Brauner R, Adan L, Souberbielle J C, Esperou H, Michon J, Devergie A, Gluckman E, Zucker J M
Pediatric Endocrinology Unit, Université Paris V, France.
J Pediatr. 1997 May;130(5):785-92. doi: 10.1016/s0022-3476(97)80022-4.

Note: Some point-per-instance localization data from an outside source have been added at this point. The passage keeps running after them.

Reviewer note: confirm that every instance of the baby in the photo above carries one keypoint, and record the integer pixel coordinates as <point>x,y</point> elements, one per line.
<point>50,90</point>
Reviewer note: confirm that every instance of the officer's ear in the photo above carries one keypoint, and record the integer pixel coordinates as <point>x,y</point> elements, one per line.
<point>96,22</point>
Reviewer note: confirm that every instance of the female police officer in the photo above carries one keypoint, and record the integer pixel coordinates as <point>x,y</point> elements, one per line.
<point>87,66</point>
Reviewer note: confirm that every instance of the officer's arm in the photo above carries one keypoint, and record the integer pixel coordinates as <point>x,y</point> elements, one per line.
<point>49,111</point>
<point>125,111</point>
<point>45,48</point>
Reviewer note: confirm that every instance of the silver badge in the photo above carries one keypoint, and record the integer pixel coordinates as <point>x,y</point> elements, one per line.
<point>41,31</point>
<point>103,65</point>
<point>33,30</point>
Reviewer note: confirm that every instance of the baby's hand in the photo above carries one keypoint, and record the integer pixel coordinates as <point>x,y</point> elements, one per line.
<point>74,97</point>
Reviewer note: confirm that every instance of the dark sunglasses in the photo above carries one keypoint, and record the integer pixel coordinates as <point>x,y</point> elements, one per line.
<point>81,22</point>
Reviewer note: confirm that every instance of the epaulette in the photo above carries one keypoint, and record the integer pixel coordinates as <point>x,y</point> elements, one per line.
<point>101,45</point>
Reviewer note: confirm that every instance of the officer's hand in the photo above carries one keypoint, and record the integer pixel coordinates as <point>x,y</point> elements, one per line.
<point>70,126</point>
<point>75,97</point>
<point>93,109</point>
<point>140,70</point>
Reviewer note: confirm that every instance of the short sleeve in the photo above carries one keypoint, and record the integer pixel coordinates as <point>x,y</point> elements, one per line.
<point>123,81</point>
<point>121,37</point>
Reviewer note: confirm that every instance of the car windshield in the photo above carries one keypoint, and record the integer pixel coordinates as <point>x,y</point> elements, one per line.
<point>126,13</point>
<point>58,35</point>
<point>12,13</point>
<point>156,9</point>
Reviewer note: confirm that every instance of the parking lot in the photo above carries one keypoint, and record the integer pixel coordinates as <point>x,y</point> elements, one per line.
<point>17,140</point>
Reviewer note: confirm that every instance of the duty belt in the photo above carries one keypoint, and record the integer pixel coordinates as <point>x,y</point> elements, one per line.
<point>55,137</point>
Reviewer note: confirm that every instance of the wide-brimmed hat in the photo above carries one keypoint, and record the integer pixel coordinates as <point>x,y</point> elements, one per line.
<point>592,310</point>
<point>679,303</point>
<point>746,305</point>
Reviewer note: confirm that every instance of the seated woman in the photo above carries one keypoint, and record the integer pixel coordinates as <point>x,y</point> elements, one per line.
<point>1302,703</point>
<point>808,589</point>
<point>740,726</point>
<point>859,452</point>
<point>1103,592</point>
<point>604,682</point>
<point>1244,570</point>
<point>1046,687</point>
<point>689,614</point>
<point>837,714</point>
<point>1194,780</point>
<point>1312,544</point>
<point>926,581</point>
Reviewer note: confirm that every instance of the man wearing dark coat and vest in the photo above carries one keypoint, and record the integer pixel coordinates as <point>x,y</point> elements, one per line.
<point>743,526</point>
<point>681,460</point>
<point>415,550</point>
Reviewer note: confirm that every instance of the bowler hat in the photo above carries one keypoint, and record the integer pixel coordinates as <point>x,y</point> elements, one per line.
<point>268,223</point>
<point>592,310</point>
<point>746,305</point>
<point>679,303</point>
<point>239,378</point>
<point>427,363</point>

Conditioning for bone marrow transplantation (BMT) by total body irradiation frequently causes growth failure. The contribution of growth hormone (GH) deficiency to this failure was assessed in 38 patients given three types of body irradiation: group 1 (n = 18) was given 12 Gy total body irradiation as six fractions, group 2 (n = 14) 10 Gy (one dose) total body irradiation, and group 3 (n = 6) 6 Gy (one dose) thoracoabdominal irradiation, which did not involve the hypothalamic-pituitary area. At the first evaluation, 2.9 +/- 0.2 (SE) years after BMT, the values for the plasma insulin-like growth factor I (IGF-I) and its GH-dependent binding protein (IGFBP-3) were similar in groups 1 and 2 but significantly greater in group 3 (p < 0.02 for IGF-I and 0.01 for IGFBP-3). These values were similar in those patients in groups 1 and 2 who had low GH peaks after stimulation (12 patients: IGF-I, 0.8 +/- 0.2 U/ml; IGFBP-3, 1.6 +/- 0.2 mg/L) and in those with normal GH peaks (20 patients: 1 +/- 0.1 U/ml and 1.8 +/- 0.1 mg/L). The decrease in height 2 years after BMT was significantly (p < 0.01) greater in group 2 than in groups 1 and 3, but 5 years after BMT it was similar in groups 1 and 2 (0.9 +/- 0.2 and 1.4 +/- 0.3 SD), significantly (p < 0.05) greater in group 2 than in group 3 (0.7 +/- 0.2 SD). The individual height changes between BMT and the last clinical evaluation before GH therapy were not correlated with the age at BMT, GH peak after stimulation, plasma IGF-I concentration, or IGFBP-3 concentration. Seven patients with GH deficiency were given GH therapy; their growth rate became normal for age (-2.1 +/- 0.9 SDS before and -0.2 +/- 0.4 SDS for the first year; not significant) without any catch-up growth. We conclude that plasma IGF-I and IGFBP-3 values are of no diagnostic value for GH deficiency after TBI. Their normal or high levels, despite low GH peaks, suggest that bone irradiation induces lesions causing resistance to IGF-I.
全身照射用于骨髓移植(BMT)预处理时常常导致生长障碍。对38例接受三种类型身体照射的患者评估了生长激素(GH)缺乏对这种生长障碍的影响:第1组(n = 18)接受12 Gy全身照射,分6次给予;第2组(n = 14)接受10 Gy(单次剂量)全身照射;第3组(n = 6)接受6 Gy(单次剂量)胸腹照射,该照射不涉及下丘脑 - 垂体区域。在首次评估时,即BMT后2.9±0.2(SE)年,第1组和第2组的血浆胰岛素样生长因子I(IGF - I)及其GH依赖性结合蛋白(IGFBP - 3)值相似,但第3组显著更高(IGF - I p < 0.02,IGFBP - 3 p < 0.01)。第1组和第2组中刺激后GH峰值低的患者(12例:IGF - I,0.8±0.2 U/ml;IGFBP - 3,1.6±0.2 mg/L)与GH峰值正常的患者(20例:1±0.1 U/ml和1.8±0.1 mg/L)的这些值相似。BMT后2年,第2组身高下降显著(p < 0.01)大于第1组和第3组,但BMT后5年,第1组和第2组相似(0.9±0.2和1.4±0.3 SD),第2组显著(p < 0.05)大于第3组(0.7±0.2 SD)。BMT与GH治疗前最后一次临床评估之间的个体身高变化与BMT时的年龄、刺激后GH峰值、血浆IGF - I浓度或IGFBP - 3浓度均无相关性。7例GH缺乏患者接受了GH治疗;他们的生长速率达到年龄正常水平(治疗前 - 2.1±0.9 SDS,第一年 - 0.2±0.4 SDS;无显著差异),但无任何追赶生长。我们得出结论,血浆IGF - I和IGFBP - 3值对TBI后GH缺乏无诊断价值。尽管GH峰值低,但它们的正常或高水平表明骨照射诱导了导致对IGF - I产生抵抗的病变。